Les faits cités ci-dessus ne sont qu’une partie des 12 témoignages récoltés par les journalistes de Kotaku. Le dossier complet revient en détail sur les événements survenus au cours des trois dernières années au sein d’Undead Labs, que ce soit au niveau des agissements, des propos tenus ou bien de leur impact sur le développement de State of Decay 3. Selon d’anciens développeurs, il reste encore beaucoup de travail, l’un d’entre eux déclarait notamment :

« Je tiens à beaucoup des personnes avec qui j’ai travaillé à Undead Labs, et j’espère vraiment que les choses s’amélioreront là-bas. Mais sans aucune responsabilité, rien ne changera ».

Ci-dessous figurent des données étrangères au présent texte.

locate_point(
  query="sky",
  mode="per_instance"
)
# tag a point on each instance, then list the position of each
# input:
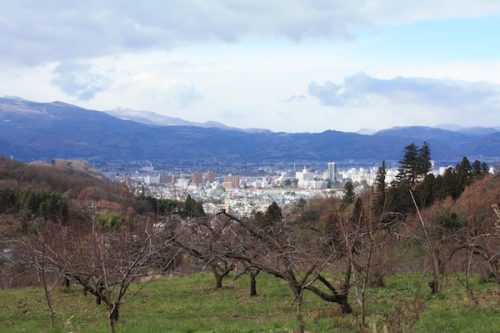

Cette affaire a une résonance particulière quant au contexte social actuel et il faudra suivre de près les réactions de Microsoft quant à Undead Labs et à Activision Blizzard. Si la Federal Trade Commission valide le rachat de 68 milliards de dollars du groupe californien, Phil Spencer aura comme mission de réformer totalement les cultures régnant au sein des studios dirigés par Xbox, un défi colossal qu’il se devra de réussir s’il ne veut pas trahir ses engagements. Retrouvez l’ensemble de l’enquête menée par Kotaku dans leur dossier publié hier.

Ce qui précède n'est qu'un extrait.